The late Sunday movement in the Iraq crisis is everybody’s lead. USA Today says that U.N. Secretary-General Kofi Annan will arrive in New York today from Baghdad, bringing with him an agreement that may avert a second Gulf War. The Los Angeles Times reports the breakthrough came via a dramatic, three-hour bargaining session between Annan and Saddam Hussein. The Washington Post says Annan will present the document he and Hussein already signed Monday (Baghdad time) to the Security Council in New York on Tuesday. Written details were not available at press time (and USAT notes that U.S. officials aren’t sure that Annan could speak frankly about it to anyone while he remained in Iraq where phone lines are not secure), but the dailies are reporting that Hussein has agreed to open his presidential palaces to U.N. weapons inspectors–the sticking point that has brought the U.S. to the brink of warfare. More than the other papers, the New York Times emphasizes that much seems to remain unresolved for the moment–the number of sites covered may actually be limited, it reports.
According to the coverage, the newly brokered agreement lacks something the Iraqis had previously insisted on–a time limit on inspections of the presidential locations. And in return, the U.N. agrees to provide diplomats from various countries who would accompany the weapons inspectors. Even if the Security Council approves the deal, notes the WP, Washington has reserved the right to bomb Iraq. And White House spokesman Mike McCurry is widely quoted as noncommittal. But, says the Post, Annan is confident that all members of the Council, including the U.S., will accept the deal. One administration concern the Post passes along: that Annan may not have insisted on the right of inspectors to make repeat visits to the presidential palaces.
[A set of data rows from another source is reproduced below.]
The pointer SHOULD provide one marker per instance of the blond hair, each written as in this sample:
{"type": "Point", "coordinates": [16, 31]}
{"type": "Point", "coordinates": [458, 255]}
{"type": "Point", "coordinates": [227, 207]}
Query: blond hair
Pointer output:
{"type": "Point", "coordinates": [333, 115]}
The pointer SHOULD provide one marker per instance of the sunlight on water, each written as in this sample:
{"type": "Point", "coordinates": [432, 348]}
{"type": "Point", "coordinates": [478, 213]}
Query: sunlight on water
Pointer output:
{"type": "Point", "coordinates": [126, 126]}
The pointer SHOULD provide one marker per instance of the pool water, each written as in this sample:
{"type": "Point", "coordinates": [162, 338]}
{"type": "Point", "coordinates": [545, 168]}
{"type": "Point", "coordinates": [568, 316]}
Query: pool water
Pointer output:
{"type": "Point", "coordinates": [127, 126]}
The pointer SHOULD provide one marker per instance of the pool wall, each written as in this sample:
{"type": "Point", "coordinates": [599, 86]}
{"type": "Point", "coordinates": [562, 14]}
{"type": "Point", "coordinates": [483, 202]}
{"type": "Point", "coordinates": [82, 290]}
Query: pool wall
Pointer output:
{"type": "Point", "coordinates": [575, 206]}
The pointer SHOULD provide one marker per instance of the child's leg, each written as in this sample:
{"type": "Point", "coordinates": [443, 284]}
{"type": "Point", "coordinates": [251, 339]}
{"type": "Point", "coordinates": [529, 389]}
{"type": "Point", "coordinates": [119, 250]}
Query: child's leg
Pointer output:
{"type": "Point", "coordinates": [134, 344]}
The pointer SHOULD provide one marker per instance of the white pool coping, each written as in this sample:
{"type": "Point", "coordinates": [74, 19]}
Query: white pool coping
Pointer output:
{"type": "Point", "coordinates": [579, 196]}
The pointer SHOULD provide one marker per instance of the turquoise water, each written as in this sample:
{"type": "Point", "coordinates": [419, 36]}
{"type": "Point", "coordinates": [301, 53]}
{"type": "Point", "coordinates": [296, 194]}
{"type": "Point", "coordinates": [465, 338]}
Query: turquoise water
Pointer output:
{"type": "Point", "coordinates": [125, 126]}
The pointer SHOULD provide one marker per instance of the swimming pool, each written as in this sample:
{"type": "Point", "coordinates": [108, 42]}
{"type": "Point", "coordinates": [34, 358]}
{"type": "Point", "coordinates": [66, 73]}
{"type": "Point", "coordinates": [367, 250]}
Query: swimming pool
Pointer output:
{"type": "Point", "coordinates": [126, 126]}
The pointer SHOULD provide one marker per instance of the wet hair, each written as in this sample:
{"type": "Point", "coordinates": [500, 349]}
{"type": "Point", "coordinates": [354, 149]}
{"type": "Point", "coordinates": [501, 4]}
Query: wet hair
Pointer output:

The NYT emphasizes that the agreement apparently does not address the issue of other presidential properties not on Baghdad’s list of eight. The Times national edition reports that “some diplomats say” that in only a matter of weeks inspectors could run into access problems at other sites. The NYT metro edition is bolder: “The agreement apparently does not address the issue of other presidential properties not among the eight listed by Baghdad.” The USAT front section cover story”>USAT front section cover story is plainer still: “The problem is that over the years, Saddam has also agreed to many things on which he has not followed through.”
USAT goes front-page with the news from Sunday morning chat show appearances made by Monica Lewinsky’s attorney, William Ginsburg, that she “absolutely” stands by her affidavit in which she denied having sex with President Clinton. Only USAT sees this as big news. The other fronts pass, perhaps because, as USAT notes, Ginsburg has said almost as much before.
The Wall Street Journal waited until the day after Desert Storm opened fire to run its profile of Norman Schwarzkopf. Today, it does a little better in running an interesting Thomas Ricks profile of the current Iraqi operation’s top dog, Gen. Anthony Zinni. It seems to “Today’s Papers” that such men should get at least as much advance press attention as second-tier presidential candidates do. (How many column inches, for instance, did the Journal spill on Alan Keyes?) The piece has the good detail that when Zinni headed up peacekeeping efforts in Somalia, he met regularly with local cartoonists, who he discovered, had inordinate influence on the largely illiterate local populace. The piece’s only real false-step: describing the Marine Corps’ ideal officer as a “knuckle-dragging intellectual.” Would the Journal ever call a CEO that?
A front-page NYT piece notes the trend towards Internet-aided prostitution operations. TP doesn’t know the NYT policy regarding the giving of Web addresses in news stories, but notes that in this one, the address for a Chelsea-based sex service clearinghouse called “Redlightnet.com” is not issued. But what’s the point of withholding this, since a Web search of that handle will quickly turn up a URL?